Creating an API for 4.2M texts with tidytext, RSQLite, dbplyr and plumber

a.k.a. A foray into data engineering

Posted by Granville Matheson on Monday, March 30, 2020

TOC

Background

This project came about during Hack for Sweden 2019. Our team was busy trying to develop an idea for allowing people to get external validation for their skill sets, for finding jobs. One of the parts of this project was that we wanted to make it possible to decide which skills would improve one’s employability to the greatest extent. In Sweden, there are several excellent resources for doing this.

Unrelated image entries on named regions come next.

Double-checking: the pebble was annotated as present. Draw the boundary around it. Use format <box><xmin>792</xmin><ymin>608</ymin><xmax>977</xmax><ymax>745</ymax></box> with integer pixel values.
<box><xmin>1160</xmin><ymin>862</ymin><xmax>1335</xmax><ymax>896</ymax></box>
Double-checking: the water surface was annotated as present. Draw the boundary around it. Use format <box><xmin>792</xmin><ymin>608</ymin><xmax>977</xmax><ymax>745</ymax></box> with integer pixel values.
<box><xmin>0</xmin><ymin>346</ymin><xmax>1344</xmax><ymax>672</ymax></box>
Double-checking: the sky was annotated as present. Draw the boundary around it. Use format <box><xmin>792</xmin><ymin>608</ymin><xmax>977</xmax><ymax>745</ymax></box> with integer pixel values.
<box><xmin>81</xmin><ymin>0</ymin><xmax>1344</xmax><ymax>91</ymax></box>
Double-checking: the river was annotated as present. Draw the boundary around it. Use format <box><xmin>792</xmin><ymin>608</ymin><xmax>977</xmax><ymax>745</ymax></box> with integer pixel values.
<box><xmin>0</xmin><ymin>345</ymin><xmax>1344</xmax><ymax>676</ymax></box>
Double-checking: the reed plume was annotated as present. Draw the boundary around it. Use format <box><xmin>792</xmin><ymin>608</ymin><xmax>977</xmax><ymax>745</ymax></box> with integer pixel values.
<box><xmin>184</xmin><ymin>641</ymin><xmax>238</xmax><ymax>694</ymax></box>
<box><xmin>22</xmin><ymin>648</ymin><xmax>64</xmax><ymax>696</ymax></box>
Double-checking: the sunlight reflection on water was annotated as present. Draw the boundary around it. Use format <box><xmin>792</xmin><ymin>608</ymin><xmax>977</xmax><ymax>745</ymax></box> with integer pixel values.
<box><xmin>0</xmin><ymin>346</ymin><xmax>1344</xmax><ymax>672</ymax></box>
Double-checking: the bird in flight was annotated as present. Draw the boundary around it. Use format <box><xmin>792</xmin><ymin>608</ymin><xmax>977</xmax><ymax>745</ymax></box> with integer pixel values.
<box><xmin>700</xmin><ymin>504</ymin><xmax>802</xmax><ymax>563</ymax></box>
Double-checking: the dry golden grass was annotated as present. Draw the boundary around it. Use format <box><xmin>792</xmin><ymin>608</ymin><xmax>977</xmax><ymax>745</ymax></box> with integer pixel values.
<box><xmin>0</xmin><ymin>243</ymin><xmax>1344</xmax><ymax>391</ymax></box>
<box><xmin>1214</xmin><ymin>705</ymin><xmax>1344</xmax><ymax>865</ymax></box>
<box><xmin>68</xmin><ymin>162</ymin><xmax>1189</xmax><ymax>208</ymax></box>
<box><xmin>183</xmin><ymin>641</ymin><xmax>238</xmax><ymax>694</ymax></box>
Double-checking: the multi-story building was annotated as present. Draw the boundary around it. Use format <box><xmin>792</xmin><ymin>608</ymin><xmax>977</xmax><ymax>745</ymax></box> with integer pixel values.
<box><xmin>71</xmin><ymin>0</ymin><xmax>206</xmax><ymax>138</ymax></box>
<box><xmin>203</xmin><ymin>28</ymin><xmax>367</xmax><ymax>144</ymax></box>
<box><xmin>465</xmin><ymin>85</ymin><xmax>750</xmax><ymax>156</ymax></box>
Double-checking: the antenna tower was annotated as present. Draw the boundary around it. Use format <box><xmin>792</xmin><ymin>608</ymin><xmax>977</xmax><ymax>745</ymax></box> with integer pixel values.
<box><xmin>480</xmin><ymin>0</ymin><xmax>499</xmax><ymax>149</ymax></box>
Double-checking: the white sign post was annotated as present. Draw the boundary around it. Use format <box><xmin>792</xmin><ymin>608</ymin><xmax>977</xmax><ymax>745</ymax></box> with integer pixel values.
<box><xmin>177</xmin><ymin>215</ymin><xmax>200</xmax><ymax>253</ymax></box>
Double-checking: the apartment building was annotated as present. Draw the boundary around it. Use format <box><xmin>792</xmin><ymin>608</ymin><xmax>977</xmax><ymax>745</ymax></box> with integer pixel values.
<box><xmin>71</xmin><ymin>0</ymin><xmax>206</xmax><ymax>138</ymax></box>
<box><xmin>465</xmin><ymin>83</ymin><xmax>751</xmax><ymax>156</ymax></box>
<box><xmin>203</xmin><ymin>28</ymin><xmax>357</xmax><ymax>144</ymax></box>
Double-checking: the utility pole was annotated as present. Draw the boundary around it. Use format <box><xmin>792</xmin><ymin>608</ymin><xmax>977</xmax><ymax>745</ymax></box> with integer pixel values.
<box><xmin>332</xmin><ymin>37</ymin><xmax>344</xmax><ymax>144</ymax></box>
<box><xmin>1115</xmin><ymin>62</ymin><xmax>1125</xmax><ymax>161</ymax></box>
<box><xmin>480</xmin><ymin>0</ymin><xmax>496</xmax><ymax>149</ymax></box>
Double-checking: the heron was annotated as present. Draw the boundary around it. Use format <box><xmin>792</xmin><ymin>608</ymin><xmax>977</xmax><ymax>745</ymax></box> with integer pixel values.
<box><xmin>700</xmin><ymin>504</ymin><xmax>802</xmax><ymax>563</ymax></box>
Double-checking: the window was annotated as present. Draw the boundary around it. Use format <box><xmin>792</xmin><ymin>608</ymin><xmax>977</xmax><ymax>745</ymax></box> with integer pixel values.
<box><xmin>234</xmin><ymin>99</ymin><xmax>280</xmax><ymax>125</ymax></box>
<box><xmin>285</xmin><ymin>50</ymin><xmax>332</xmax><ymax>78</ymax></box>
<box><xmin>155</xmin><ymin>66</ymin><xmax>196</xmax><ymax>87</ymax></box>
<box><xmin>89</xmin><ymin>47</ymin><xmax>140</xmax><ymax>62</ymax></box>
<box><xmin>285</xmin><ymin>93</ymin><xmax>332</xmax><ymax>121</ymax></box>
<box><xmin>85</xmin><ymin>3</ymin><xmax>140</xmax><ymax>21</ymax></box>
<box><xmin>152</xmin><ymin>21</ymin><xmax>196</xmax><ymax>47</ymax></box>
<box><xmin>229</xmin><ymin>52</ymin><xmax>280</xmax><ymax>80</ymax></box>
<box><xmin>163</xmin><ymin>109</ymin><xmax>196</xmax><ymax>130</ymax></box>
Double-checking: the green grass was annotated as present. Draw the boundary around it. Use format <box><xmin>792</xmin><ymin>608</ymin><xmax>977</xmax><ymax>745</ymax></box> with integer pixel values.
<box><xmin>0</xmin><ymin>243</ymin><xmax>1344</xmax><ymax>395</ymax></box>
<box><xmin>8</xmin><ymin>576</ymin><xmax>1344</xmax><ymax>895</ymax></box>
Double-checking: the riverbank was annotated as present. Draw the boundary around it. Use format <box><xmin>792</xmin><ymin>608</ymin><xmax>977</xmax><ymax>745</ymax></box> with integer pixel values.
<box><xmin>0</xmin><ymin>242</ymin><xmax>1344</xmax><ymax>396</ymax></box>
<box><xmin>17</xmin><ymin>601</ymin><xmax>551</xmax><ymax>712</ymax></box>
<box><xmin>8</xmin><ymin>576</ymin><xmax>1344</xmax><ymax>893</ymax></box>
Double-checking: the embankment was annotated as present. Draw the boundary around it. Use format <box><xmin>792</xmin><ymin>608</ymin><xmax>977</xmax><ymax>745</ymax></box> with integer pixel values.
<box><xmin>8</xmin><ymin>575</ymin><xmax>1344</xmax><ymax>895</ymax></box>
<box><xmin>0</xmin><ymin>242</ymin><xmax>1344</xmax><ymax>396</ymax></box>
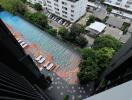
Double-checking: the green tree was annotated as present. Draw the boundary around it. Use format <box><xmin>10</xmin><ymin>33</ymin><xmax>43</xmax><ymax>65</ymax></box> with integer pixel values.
<box><xmin>0</xmin><ymin>0</ymin><xmax>26</xmax><ymax>15</ymax></box>
<box><xmin>25</xmin><ymin>12</ymin><xmax>48</xmax><ymax>28</ymax></box>
<box><xmin>70</xmin><ymin>24</ymin><xmax>85</xmax><ymax>36</ymax></box>
<box><xmin>100</xmin><ymin>0</ymin><xmax>105</xmax><ymax>3</ymax></box>
<box><xmin>81</xmin><ymin>48</ymin><xmax>95</xmax><ymax>60</ymax></box>
<box><xmin>63</xmin><ymin>95</ymin><xmax>69</xmax><ymax>100</ymax></box>
<box><xmin>76</xmin><ymin>36</ymin><xmax>88</xmax><ymax>48</ymax></box>
<box><xmin>93</xmin><ymin>35</ymin><xmax>122</xmax><ymax>51</ymax></box>
<box><xmin>58</xmin><ymin>26</ymin><xmax>68</xmax><ymax>39</ymax></box>
<box><xmin>86</xmin><ymin>15</ymin><xmax>96</xmax><ymax>26</ymax></box>
<box><xmin>21</xmin><ymin>0</ymin><xmax>27</xmax><ymax>3</ymax></box>
<box><xmin>78</xmin><ymin>47</ymin><xmax>115</xmax><ymax>84</ymax></box>
<box><xmin>33</xmin><ymin>3</ymin><xmax>42</xmax><ymax>11</ymax></box>
<box><xmin>106</xmin><ymin>6</ymin><xmax>112</xmax><ymax>13</ymax></box>
<box><xmin>48</xmin><ymin>29</ymin><xmax>57</xmax><ymax>36</ymax></box>
<box><xmin>95</xmin><ymin>47</ymin><xmax>115</xmax><ymax>72</ymax></box>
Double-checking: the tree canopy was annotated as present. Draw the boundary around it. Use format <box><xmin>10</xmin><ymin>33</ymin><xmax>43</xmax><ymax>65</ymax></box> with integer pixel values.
<box><xmin>0</xmin><ymin>0</ymin><xmax>26</xmax><ymax>15</ymax></box>
<box><xmin>93</xmin><ymin>35</ymin><xmax>122</xmax><ymax>51</ymax></box>
<box><xmin>25</xmin><ymin>12</ymin><xmax>48</xmax><ymax>28</ymax></box>
<box><xmin>33</xmin><ymin>3</ymin><xmax>42</xmax><ymax>11</ymax></box>
<box><xmin>78</xmin><ymin>35</ymin><xmax>121</xmax><ymax>84</ymax></box>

My idea was to be able to search for one or more skills, and then see which other skills were most likely to co-occur in the same adverts. To give an example: imagine someone were to be a painter. We would want to figure out what other things they should work on in order to maximise their employability.

To operationalise this idea, we want to select those adverts which contained one or more terms, and then see which other terms occur most often in those adverts. This sounded like a really easy task, but it turned out to be more difficult than imagined with such a large dataset, and gave me a really great opportunity to mess around with a bunch of tools I’ve never had the opportunity to play with before.

Disclaimer: This case study follows my learning about creating databases and building an API. It catalogues my dabbling - but my design choices could almost definitely be improved upon. I’d advise looking elsewhere for a definitive and/or well-reasoned guide on how (and especially why) to do these things.

Libraries

library(tidyverse)
library(glue)
library(jsonlite)
library(dbplyr)
library(DBI)
library(RSQLite)
library(knitr)
library(tidytext)
library(plumber)

Open Data

I mentioned that there were several open data goodies that we could: these come from JobTech - a branch of Arbetsförmedlingen, the national job agency. Let’s go through them and load them up. I’ll start by loading some sample data and playing around with it a little bit to prototype the general idea, and then building our production system.

Historical Job Postings

The first of these datasets are the historical job postings. So downloaded the data from 2013 to 2017 (the most recent), and unzipped the files into a folder that I’ll call rawdatapath, and I’ll put the derived data into deriveddatapath. After unzipping, we get a big JSON file for each year.

Let’s load up the data from 2013 to play around with first.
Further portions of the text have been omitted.